Anil Vora is usually described, in the occasional news items which surface about him here, as an inventor. He is the managing director of a Hong Kong company called Global Inventions, which makes a variety of unexpected items. If you have ever perused those glossy catalogues which fall out of overseas Sunday supplements, offering gizmos you never knew you needed - Personalised handheld megaphones! A hundred Bible phrases on a computer screen shaped like a crucifix! - and found yourself wondering who on earth thought them up, the answer is, possibly, Anil Vora (and in those two examples, definitely Anil Vora).
He has a showroom and office on Mody Road where we met for tea and biscuits, provided by his wife, Pravina. Vora sat under a sign which read 'Ovulation Watch - US$8.95' and I sat next to several shelves of what looked like standard watches and calculators. The trademark flair which distinguishes the products of Global Inventions, however, is their combination of several functions in an often unexpected fashion. Some of those watches, for instance, were also mosquito repellents, or mosquito repellents combined with torches or watches which tell you how many calories you are burning while jogging or what the outside temperature is.
Vora, who has a wide, elastic smile and twinkly eyes, is by way of being an innovation himself, resembling as he does an engaging Indian leprechaun. When I told him this, he laughed agreeably. He's a highly agreeable man: every time I made a comment, even a contradictory one, Vora said, 'You are right!' which made this one of the more delightful interviews I've done.
He dates his first invention to his childhood in Kenya in 1953, when he was a six-year-old who disliked going to the outside lavatory in snake-infested darkness and came up with the shoe-cum-torch (note that he was in combination mode even then). Unfortunately, the shoes he cut up to insert bulbs and batteries were his mother's, for which she gave him a hearty slap. 'I was a mischievous person, a little mischievous engineer,' beamed Vora. Fast-forward 18 years and young Vora, now a graduate of Birmingham University, is working for the Birmingham firm of Joseph Lucas, which makes generators and dynamos. 'I was a naughty boy and they kicked me out. I was experimenting.' On what? Vora paused. 'Different things I was not supposed to do.' Despondent, he went to London, where he seems to have reinvented himself. His career zig-zagged from postman to proprietor of a lingerie shop to player in the property market. There were a few Vora-esque ventures: 'Do you remember a ruler with a calculator inside? That was my idea way back in '81. Then I put a clock inside it.' But it wasn't until he came to Hong Kong in June 1993 that Global Inventions sprang to life.

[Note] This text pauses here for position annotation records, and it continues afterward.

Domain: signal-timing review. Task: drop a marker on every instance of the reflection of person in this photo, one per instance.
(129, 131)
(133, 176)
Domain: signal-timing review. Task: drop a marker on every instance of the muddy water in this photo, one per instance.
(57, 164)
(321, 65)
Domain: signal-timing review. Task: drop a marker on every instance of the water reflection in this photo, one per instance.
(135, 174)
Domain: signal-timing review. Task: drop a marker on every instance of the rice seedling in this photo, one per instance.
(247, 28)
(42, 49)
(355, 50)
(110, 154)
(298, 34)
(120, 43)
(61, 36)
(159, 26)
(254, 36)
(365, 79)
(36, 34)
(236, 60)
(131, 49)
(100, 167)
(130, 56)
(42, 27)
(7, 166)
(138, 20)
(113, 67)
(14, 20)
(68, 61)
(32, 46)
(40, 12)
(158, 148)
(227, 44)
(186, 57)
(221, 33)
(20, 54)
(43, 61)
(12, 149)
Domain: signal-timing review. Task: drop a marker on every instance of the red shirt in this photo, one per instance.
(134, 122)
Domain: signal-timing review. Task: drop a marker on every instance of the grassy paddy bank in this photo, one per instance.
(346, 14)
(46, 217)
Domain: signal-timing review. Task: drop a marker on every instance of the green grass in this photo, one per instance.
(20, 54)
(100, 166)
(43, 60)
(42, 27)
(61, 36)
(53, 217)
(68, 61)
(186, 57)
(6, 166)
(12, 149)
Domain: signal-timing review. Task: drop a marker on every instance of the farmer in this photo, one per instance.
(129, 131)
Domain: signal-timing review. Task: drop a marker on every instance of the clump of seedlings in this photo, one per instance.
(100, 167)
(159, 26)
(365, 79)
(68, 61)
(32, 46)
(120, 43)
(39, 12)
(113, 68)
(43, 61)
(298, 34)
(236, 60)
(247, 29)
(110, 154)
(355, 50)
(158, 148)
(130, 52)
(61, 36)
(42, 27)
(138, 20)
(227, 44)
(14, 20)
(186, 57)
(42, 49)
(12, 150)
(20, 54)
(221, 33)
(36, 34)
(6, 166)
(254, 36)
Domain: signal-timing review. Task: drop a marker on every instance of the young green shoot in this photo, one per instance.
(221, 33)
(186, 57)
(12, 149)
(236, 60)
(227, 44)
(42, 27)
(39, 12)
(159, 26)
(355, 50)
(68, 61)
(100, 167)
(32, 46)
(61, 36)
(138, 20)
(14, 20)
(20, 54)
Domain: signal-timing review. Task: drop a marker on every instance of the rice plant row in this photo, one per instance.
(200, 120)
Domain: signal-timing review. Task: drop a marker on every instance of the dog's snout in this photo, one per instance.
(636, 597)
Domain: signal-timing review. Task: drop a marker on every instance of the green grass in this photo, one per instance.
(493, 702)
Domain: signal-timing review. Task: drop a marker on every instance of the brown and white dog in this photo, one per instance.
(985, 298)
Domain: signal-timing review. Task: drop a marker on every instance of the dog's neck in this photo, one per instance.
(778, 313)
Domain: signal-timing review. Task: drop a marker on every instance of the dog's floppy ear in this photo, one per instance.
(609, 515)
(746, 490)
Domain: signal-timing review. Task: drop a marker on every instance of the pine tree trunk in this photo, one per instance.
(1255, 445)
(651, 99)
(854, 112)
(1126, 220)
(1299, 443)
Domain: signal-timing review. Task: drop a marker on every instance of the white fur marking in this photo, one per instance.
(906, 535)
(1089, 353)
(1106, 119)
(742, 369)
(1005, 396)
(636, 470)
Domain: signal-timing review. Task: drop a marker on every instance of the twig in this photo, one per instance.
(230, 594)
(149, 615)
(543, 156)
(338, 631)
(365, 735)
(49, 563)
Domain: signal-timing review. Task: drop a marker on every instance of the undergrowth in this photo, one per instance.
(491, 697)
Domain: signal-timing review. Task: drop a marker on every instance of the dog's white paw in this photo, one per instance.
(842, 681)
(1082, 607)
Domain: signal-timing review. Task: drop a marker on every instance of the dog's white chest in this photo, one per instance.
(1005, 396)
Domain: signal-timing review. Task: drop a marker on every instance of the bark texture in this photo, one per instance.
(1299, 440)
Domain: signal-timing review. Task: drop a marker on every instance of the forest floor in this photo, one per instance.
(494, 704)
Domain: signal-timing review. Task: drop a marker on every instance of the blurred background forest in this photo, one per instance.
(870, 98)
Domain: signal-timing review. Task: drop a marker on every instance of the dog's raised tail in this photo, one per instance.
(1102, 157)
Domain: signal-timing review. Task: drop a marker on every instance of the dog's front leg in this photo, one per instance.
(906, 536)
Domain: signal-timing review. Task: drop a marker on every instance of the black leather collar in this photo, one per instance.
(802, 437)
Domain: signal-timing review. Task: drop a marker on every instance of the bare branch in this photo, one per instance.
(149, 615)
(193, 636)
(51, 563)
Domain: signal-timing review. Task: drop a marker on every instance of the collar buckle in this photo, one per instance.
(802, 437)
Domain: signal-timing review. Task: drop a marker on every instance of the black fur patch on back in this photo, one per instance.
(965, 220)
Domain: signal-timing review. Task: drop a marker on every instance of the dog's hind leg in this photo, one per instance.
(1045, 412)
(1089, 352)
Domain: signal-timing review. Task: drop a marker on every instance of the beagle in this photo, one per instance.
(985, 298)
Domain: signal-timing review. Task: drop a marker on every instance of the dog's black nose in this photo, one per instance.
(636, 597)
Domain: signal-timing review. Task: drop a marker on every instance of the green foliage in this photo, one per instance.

His first newsworthy idea was the Gusty. Vora reached into a corner of the room and unsuperstitiously popped open an umbrella. 'I saw my little wife standing at a bus-stop one day, holding her umbrella with difficulty,' he explained. 'Thank the Lord I was driving my car, so I picked her up. But I had a vision to overcome that problem.' He put his hands into four holes, each covered with a flap, and explained that as these vented the air pressure, the umbrella wouldn't blow inside out. 'I had to use my engineering knowledge to make the vents the right size and contour.' The Gusty was a success - even that retail behemoth, Wal-mart, ordered some - but it didn't have a double-up function (unless you count Vora's musings that it was 'like a parachute') and so he moved on to the Penperf. The Penperf, as you will have guessed from its name, was a combination of writing implement and scent dispenser. Vora loved mathematics at school so I asked him to give the Penperf marks out of 10, and he said 40 (the Gusty got 65). The No-Burp Milk Bottle should have followed, and in fact samples were made, but there have been tedious problems in production. 'You need a lot of what are called safety standards,' explained Vora.
Then there was the Mobile Squelcher, unveiled in October. This inspired gadget, when pointed at any mobile telephone, instantly ended all conversation by scrambling the signals, and would have made Vora his fortune in Hong Kong. Unfortunately, the Office of the Telecommunications Authority, like Mrs Vora in Kenya, didn't see the brilliance behind the concept, and issued its own metaphorical slap.